Werdykt faktchekerow:
"No, death totals from COVID-19 in England have not been overstated "
Rzecznik:
"We use the term
‘due to COVID-19’ when referring only to deaths with an underlying cause of death of COVID-19. When taking into account all of the deaths that mentioned COVID-19 anywhere on the death certificate, whether as an underlying cause or not, we use the term ‘involving COVID-19,’" a spokesperson for the Office for National Statistics wrote in an email to PolitiFact. Czyli covid byl przyczyna lub jedna z pryczyn.
Dalej faktchekerzy:
"But that’s a misleading interpretation of the data. The U.K. report cited in the video clearly states that
all 131,641 deaths — more than seven times what the video claims — were "due to COVID-19," meaning the virus was the underlying cause of death, even if the patients had preexisting health conditions that may have contributed."
Zrodlo:
Please see below for death registrations for 2020 and 2021 (provisional) that were
due to COVID-19 and were recorded
without any pre-existing conditions, England and Wales.
2020: 9400 (0-64: 1549 / 65 and over: 7851)
2021 Q1: 6483 (0-64: 1560/ 65 and over: 4923)
2021 Q2: 346 (0-64: 153/ 65 and over: 193)
2021 Q3: 1142 (0-64: 512/ 65 and over: 630)
Tu masz szczegolowe dane, z rozbiciem na kwartaly i choroby wspolistniejace.
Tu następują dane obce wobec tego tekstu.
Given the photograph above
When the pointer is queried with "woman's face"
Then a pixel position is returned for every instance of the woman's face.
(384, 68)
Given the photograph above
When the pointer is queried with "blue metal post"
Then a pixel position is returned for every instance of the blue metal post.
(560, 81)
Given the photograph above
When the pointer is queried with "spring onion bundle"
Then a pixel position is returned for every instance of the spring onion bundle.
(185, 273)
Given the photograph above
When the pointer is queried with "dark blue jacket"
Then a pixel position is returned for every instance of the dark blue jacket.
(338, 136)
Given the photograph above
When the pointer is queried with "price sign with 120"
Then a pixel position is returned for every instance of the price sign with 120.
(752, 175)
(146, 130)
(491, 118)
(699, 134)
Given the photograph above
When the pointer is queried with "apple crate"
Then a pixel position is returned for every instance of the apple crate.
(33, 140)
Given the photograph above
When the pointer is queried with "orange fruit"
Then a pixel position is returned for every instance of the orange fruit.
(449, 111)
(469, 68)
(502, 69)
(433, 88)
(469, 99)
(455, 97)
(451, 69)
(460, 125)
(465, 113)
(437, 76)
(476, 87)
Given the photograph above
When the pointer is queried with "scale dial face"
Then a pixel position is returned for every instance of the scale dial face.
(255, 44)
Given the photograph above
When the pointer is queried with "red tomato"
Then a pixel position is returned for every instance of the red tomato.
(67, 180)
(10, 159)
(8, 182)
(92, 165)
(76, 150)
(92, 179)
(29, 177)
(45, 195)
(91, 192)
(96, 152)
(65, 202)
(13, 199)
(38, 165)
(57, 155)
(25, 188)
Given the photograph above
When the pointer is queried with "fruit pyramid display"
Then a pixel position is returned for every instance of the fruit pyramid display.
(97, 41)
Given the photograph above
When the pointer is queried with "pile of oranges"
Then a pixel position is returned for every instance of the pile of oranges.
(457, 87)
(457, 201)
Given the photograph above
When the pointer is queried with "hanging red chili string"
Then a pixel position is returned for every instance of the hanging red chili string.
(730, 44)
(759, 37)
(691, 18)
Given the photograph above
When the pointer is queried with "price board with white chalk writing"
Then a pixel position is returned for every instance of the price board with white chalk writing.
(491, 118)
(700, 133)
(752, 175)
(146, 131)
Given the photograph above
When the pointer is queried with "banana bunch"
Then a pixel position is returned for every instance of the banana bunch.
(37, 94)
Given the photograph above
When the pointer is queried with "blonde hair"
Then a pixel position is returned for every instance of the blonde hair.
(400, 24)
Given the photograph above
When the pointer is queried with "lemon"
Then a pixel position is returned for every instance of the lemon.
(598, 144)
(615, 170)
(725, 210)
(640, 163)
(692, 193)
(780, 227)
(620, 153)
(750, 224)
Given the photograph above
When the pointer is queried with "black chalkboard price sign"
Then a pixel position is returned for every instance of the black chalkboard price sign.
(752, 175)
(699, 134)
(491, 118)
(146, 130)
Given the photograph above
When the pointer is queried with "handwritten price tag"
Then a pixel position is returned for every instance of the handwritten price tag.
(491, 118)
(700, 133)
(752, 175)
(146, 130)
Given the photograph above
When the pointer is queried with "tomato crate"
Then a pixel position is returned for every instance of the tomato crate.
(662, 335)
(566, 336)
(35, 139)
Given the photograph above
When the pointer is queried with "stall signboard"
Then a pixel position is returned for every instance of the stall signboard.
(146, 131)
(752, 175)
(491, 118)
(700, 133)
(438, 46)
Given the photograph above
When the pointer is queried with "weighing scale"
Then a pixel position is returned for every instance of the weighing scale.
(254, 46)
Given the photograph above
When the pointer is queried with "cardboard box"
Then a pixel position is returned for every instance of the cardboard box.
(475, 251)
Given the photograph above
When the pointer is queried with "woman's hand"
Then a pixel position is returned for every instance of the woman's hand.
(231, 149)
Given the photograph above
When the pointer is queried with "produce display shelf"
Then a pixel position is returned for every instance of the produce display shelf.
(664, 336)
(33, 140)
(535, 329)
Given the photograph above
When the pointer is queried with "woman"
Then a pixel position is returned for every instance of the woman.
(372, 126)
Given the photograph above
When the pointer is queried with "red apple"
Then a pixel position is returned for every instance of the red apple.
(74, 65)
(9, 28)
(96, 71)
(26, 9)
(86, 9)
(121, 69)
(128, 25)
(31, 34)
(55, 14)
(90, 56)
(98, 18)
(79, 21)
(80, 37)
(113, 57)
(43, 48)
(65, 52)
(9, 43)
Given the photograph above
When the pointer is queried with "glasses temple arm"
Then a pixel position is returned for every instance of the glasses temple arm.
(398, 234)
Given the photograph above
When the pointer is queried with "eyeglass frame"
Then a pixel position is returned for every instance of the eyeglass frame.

https://www.ons.gov.uk/peoplepopulationandcommunity/birthsdeathsandmarriages/deaths/datasets/preexistingconditionsofpeoplewhodiedduetocovid19englandandwalesJak sobie recznie zsumujesz wszystkie zgony ze wszystkimi dodatkowymi chorobami, to Ci wyjdzie 140pare k. Czyli zdrowych ludzi umarlo, zgodnie z Biurem Statystyk te 18 k. Nie chce mi sie ogladac calego filmiku, nie jestem adwokatem tego Campbella, ale przedstawiam tu co ja o tym mysle i dlaczego. Nie widze, gdzie sie nie zgadzam z rzecznikiem, gdzie sie nie zgadzam z faktczekersami napisalem.
Moze jedynie ten fragment rzecznika budzi moje watpliwosci:
"We distinguish between deaths that are “due to COVID-19” and those “involving COVID-19” to provide the most comprehensive information on the impact of the disease on mortality. More than 140,000 deaths have been due to COVID-19, meaning that it has been determined as the underlying cause. To exclude individuals with any pre-existing conditions from this figure greatly understates the number of people who died from COVID-19 and who might well still be alive had the pandemic not occurred."
Biorac pod uwage, jak duzo powaznych chorob jest na liscie z linka wyzej, i ogromna wiekszosc z nich nie moze byc skutkiem covida, oraz ze ludzie z tymi wlasnie chorobami byli juz w szpitalu (a wiec w zlym stanie), gdzie sie covidem zarazili, wyglada na to, ze liczbe 140k nie mozna przypisac covidowi jako pierwotnej przyczynie. Covidowi jako kolejnej cegielce tak.